1. The plaintiff's appeal is dismissed.

2. The costs of appeal shall be borne by the Plaintiff.

Purport of claim and appeal

The first instance court.

Reasons

1. The reasons stated in this subsection are the same as the corresponding part of the second to fourth of the judgment of the court of first instance. Thus, this Court shall accept it as it is in accordance with the main sentence of Article 420 of the Civil Procedure Act.
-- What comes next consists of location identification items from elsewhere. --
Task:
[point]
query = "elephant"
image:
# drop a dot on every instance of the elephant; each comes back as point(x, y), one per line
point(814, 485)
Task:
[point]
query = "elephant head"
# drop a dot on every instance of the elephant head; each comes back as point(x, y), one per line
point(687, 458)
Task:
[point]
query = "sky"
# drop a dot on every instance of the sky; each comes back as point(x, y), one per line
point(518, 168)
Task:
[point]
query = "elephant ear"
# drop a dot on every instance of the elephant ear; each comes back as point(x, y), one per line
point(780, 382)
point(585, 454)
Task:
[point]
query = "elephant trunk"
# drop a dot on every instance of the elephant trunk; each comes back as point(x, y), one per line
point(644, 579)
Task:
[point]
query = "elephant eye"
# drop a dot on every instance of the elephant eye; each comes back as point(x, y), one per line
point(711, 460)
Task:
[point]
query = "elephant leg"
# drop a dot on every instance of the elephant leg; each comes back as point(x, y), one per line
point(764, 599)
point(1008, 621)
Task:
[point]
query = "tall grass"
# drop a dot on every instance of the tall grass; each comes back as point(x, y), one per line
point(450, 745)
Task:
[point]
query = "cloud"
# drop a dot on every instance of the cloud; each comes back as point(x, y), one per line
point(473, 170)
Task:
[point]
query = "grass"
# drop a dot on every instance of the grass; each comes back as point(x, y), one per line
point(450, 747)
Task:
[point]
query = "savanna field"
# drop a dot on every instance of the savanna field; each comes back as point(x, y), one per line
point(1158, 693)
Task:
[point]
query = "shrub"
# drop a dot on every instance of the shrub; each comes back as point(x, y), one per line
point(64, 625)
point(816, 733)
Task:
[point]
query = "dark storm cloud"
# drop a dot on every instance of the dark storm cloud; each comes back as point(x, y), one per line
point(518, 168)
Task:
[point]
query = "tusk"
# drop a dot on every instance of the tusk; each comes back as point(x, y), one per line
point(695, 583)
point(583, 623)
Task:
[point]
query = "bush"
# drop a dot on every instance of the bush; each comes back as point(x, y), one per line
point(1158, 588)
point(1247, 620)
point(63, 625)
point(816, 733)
2. Determination on the cause of the claim

A. The Plaintiff asserted that the Plaintiff invested KRW 100 million in accordance with Article 1 of the instant trade agreement, but completed the distribution of the Defendant and the remaining property by dividing the clothing purchased with the said investment deposit from May 2010 by the Defendant’s mother E and 1/2.

However, since the defendant collected and retained 100 million won of the deposit money of the store of this case invested pursuant to Article 3 of the business partnership contract of this case, it is obligated to pay 1/2 of the remaining assets to the plaintiff as a distribution of remaining assets after the contract of this case is terminated.

B. First of all, in order for the Plaintiff to seek payment of KRW 50 million out of the deposited money in the instant store as a claim for distribution of remaining property after the completion of the partnership relationship, the Defendant should be recognized to have recovered KRW 100 million from the deposited money in the instant store. Since the Defendant did not actually pay KRW 100 million to E, it is found that the Defendant and the Defendant did not actually receive KRW 100 million (see, e.g., Supreme Court Decision 200 million; 200 million should be seen as collecting the deposited money even if the Plaintiff acknowledged that the Defendant and E did not actually receive KRW 100 million, and the Defendant agreed to invest KRW 100 million in Article 3 of the instant partnership agreement, which is the owner of the instant store, and concluded and terminated the instant store lease contract with KRW 100,000,000,000,000,000,0000,00

There is no evidence to acknowledge that the Defendant was holding the deposit amount of KRW 100 million.